Sorting Fundamentals

Why This Matters

Sorting is the most studied problem in computer science. Not because sorting itself is glamorous, but because it appears everywhere: binary search needs sorted input, database indexes maintain sort order, and scheduling algorithms prioritize by sorted criteria. Interview questions about sorting test whether you understand trade-offs, not whether you can recite code.

Sorting Properties

Before comparing algorithms, you need the vocabulary interviewers use.

Stable -- a sort is stable if equal elements keep their original relative order. If you sort students by grade and two students both have a B, a stable sort preserves whoever appeared first in the original list. Merge sort and insertion sort are stable. Quick sort and heap sort are not.

In-place -- a sort is in-place if it uses O(1) extra memory (ignoring the input array and call stack). Selection sort and insertion sort are in-place. Merge sort is not -- it needs O(n) auxiliary space for merging.

Adaptive -- a sort is adaptive if it runs faster on partially sorted input. Insertion sort is adaptive: O(n) on nearly-sorted data. Selection sort is not: it always does the same number of comparisons regardless of input order.

The Comparison-Based Lower Bound

Any sorting algorithm that works by comparing elements has a worst-case lower bound of O(n log n). The proof uses a decision tree argument: n! possible permutations require at least log2(n!) comparisons to distinguish, and log2(n!) = Theta(n log n).

This means bubble sort, selection sort, and insertion sort (all O(n^2) worst case) are provably suboptimal for large inputs. Merge sort, quick sort, and heap sort hit the O(n log n) floor.

Non-comparison sorts like counting sort and radix sort bypass this bound by exploiting the structure of the input (e.g., integers in a known range), but they are not general-purpose.

Bubble Sort

Repeatedly swaps adjacent out-of-order elements. Each pass "bubbles" the largest unsorted element to its final position.

• Time: O(n^2) average and worst. O(n) best with early-exit optimization (stop if a pass makes no swaps).
• Space: O(1). In-place.
• Stable: Yes.
• Adaptive: Yes, with early-exit flag.

Bubble sort's only real-world use is teaching. It does more swaps than insertion sort and has no advantage over it. If someone asks "which simple sort is strictly worse than the others in practice," the answer is bubble sort.

Selection Sort

Finds the minimum unsorted element and swaps it into position. Repeats until sorted.

• Time: O(n^2) always. No best-case shortcut -- it does n(n-1)/2 comparisons regardless of input order.
• Space: O(1). In-place.
• Stable: No (the swap can move equal elements out of order).
• Adaptive: No.

Selection sort's one advantage: it does at most n swaps. On hardware where writes are expensive (e.g., flash memory), minimizing swaps matters.
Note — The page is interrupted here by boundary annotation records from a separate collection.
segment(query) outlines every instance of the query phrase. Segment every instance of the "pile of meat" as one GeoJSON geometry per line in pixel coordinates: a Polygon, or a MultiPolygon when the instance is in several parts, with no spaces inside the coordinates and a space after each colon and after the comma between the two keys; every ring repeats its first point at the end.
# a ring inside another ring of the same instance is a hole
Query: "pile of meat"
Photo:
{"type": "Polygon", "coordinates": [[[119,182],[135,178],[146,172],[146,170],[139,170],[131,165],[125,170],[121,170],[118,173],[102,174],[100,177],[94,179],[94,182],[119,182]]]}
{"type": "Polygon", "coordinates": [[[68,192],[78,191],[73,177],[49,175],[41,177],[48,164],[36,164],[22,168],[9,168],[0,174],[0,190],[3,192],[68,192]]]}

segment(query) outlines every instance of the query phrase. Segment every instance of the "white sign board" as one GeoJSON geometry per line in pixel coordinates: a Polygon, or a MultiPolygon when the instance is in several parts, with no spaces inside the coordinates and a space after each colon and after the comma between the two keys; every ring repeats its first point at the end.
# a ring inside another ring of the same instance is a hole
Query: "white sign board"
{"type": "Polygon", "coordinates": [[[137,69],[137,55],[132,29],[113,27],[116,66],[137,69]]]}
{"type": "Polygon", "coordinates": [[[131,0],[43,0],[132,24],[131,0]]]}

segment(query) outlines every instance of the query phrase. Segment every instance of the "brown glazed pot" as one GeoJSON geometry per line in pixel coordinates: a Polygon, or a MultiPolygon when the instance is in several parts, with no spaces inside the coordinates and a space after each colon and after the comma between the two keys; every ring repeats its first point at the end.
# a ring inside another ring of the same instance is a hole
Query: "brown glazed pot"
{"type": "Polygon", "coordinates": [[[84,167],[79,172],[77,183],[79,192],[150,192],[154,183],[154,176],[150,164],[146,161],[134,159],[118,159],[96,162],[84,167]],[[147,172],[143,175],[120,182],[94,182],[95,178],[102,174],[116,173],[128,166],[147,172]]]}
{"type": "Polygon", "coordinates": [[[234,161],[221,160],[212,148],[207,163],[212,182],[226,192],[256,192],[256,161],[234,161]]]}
Otherwise, insertion sort is preferred.

Insertion Sort

Builds the sorted array one element at a time. Takes each element and shifts larger elements right to make room.

• Time: O(n^2) worst (reverse-sorted input). O(n) best (already sorted -- each element requires zero shifts).
• Space: O(1). In-place.
• Stable: Yes.
• Adaptive: Yes -- performance scales with how far each element is from its sorted position.

Insertion sort is the most practical of the three elementary sorts. Real-world sorting libraries (Python's Timsort, Go's sort package) switch to insertion sort for small subarrays (typically below 12-32 elements) because its low overhead beats the constant factors of more complex algorithms at small n.

Real-World Hybrid Sorts

No production sorting library uses a single algorithm. The two most common hybrids:

Timsort (Python, Java for objects) -- merge sort + insertion sort. Finds naturally ordered runs in the data, extends short runs with insertion sort, then merges runs. Exploits real-world data that tends to have existing order.

Introsort (C++ STL, Go) -- quick sort + heap sort + insertion sort. Starts with quicksort, switches to heap sort if recursion depth exceeds 2*log(n) (to guarantee O(n log n) worst case), and finishes small partitions with insertion sort.

Key Takeaways

• Stable sorts preserve the relative order of equal elements. Merge sort and insertion sort are stable.
• The comparison-based sorting lower bound is O(n log n). Elementary O(n^2) sorts cannot beat this for large inputs.
• Insertion sort is the best elementary sort in practice -- adaptive, stable, and used as a building block inside Timsort and introsort.
• Selection sort minimizes swaps (at most n). Bubble sort has no practical advantage.